In-universe information
- Nickname: Lungri
- Species: Bengal tiger
- Gender: Male

= Shere Khan =

Character from The Jungle Book

Shere Khan (/ˈʃɪər ˈkɑːn/) is a fictional Bengal tiger featured in the Mowgli stories of Rudyard Kipling's Jungle Book. He is often portrayed as the main antagonist in the book's media adaptations, itself an exaggeration of his role in the original stories, in which he only appears a third of the time. Shere Khan is named after Afghan Emperor Sher Shah Suri. Khan is a title of distinction among the Turco-Mongol peoples, usually meaning chief or ruler. According to The Kipling Society, the name shows that Shere Khan "is the chief among tigers".

The character was born with a birth defect, a crippled leg, so his mother gave him the derisive nickname "Lungri" ("The Lame One"). Despite this condition, Shere Khan is prideful and regards himself as the "rightful" lord of the jungle.

==The original Jungle Book stories==
Shere Khan is depicted by Kipling as having been born with a crippled leg, so his mother gave him the derisive nickname "Lungri" ("The Lame One"). Despite this condition, Shere Khan is prideful and regards himself as the "rightful" lord of the jungle. The only creature who looks up to him is Tabaqui, a spineless and hated golden jackal.

In "Mowgli's Brothers", Shere Khan's failed attempt to hunt humans causes a human "cub" to stray from its parents. When Shere Khan discovers the infant, it has been adopted by Indian wolves, Raksha and Father Wolf, who have named the child Mowgli. Mowgli is accepted into Akela's wolf pack and is protected by Bagheera (a panther) and Baloo (a bear). Furious at losing his kill, the tiger swears that the boy will be his some day. While Mowgli is growing up, Shere Khan infiltrates the wolf pack by promising the younger wolves rich rewards once Akela is deposed. When the young wolves manoeuvre Akela into missing his kill, the pack council meets to kill and replace him. Shere Khan threatens to take over their hunting territory if the wolves do not give him Mowgli. Having been warned by Bagheera, Mowgli attacks Shere Khan and his allies with a burning branch (the mysterious and powerful "red flower" of man) and drives them away.
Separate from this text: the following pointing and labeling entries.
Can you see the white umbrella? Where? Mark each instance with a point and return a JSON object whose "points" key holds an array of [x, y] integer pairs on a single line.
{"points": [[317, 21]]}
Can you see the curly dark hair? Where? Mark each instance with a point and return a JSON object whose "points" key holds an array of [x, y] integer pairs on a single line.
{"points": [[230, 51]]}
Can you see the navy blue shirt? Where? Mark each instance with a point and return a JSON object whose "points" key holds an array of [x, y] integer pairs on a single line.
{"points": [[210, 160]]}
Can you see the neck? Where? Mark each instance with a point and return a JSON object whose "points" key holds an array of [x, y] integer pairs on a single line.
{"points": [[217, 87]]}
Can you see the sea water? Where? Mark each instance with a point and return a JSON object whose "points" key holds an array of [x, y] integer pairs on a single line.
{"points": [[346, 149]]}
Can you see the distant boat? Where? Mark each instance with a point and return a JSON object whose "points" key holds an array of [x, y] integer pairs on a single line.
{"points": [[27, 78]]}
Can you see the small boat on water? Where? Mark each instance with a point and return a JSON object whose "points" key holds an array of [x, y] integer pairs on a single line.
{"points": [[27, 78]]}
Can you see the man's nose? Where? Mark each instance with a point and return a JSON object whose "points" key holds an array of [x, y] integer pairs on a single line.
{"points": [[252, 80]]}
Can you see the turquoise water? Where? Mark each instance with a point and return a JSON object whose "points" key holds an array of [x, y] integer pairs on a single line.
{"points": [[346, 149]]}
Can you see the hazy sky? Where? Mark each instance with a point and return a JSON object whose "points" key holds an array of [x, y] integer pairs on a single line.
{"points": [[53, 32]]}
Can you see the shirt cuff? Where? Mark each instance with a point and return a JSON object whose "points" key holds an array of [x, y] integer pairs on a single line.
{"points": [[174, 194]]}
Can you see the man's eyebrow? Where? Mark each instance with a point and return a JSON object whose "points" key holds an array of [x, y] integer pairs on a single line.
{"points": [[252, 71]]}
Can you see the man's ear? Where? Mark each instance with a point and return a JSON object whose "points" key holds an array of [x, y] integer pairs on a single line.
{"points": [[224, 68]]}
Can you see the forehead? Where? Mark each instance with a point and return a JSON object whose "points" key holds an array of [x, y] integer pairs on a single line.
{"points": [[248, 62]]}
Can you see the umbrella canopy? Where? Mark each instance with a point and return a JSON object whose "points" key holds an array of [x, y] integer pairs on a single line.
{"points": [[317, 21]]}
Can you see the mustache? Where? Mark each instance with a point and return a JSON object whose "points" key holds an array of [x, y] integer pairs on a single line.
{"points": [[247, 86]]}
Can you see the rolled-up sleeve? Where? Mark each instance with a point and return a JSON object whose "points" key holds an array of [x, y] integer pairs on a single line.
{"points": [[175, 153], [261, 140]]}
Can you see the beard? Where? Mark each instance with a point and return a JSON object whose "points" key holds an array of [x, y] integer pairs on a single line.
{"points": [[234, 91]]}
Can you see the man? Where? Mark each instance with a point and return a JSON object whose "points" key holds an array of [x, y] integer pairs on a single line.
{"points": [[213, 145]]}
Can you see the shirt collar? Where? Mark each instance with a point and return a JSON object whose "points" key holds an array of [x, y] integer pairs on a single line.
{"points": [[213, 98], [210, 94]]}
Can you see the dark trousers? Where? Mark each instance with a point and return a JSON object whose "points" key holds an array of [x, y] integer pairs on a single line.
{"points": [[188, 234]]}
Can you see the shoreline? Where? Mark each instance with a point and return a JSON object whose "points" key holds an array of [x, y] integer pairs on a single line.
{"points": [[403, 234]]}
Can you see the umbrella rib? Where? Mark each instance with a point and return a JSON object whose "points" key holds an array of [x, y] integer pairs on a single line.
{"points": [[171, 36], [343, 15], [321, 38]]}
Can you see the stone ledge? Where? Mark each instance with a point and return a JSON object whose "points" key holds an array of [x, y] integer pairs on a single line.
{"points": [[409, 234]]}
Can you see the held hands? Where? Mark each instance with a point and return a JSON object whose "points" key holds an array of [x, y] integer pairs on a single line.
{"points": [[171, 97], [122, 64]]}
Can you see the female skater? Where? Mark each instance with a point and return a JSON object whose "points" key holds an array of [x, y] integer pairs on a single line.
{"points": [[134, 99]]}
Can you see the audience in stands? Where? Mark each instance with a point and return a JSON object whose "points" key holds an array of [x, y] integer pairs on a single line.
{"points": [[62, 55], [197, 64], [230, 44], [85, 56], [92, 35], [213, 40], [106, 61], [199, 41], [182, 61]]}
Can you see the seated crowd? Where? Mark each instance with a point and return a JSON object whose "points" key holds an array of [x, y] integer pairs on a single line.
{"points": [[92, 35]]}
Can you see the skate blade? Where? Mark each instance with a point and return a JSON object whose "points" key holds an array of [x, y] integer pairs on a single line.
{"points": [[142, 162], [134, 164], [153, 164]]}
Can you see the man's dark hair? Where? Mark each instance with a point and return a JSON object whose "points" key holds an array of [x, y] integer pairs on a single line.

Akela leaves the pack to become a lone hunter. Mowgli goes to the human village but swears that he will return one day with Shere Khan's skin and lay it upon Council Rock.

Shere Khan also appears in the story "How Fear Came", which is set between the first and second halves of the "Mowgli's Brothers", and probably sometime after "Kaa's Hunting". In this story, the tiger comes to drink from the river just after having killed a human purely for sport, leading Hathi the elephant to tell the story of why tigers, out of all the animals in the jungle, are allowed to hunt humans for pleasure at certain times. This story, in which Mowgli appears mainly as an observer, may be seen as a direct ancestor of Kipling's Just So Stories.

In "Tiger! Tiger!", Mowgli is adopted by Messua and her husband and learns human ways. In this short story, Mowgli learns that the villagers have heard of the tiger Shere Khan, who also has a bounty on his head, but believe that the tiger is lame because he is the reincarnation of a money-lender injured in a riot. When Mowgli scoffs at these fanciful tales, the villagers decide to put him to work herding buffalo. He then meets his wolf friend Grey Brother, who tells him that Shere Khan is still planning to kill him. Grey Brother forces Tabaqui to tell him where and when Shere Khan is planning to strike, then kills the jackal. With the help of Akela, Grey Brother and Mowgli trap Shere Khan in a narrow canyon and incite the buffalo to stampede him to death. Mowgli then skins Shere Khan's hide, briefly interrupted by the arrival of the village hunter Buldeo, who tries to take the tiger's skin for himself only to be driven off by Akela. At the end of the story, Mowgli makes good on his promise and lays the skin of Shere Khan upon the Council Rock and dances upon it in victory before the wolves.

==In adaptations and other media==
===Disney versions===

====The Jungle Book====

Shere Khan as he appears in the 1967 Disney film.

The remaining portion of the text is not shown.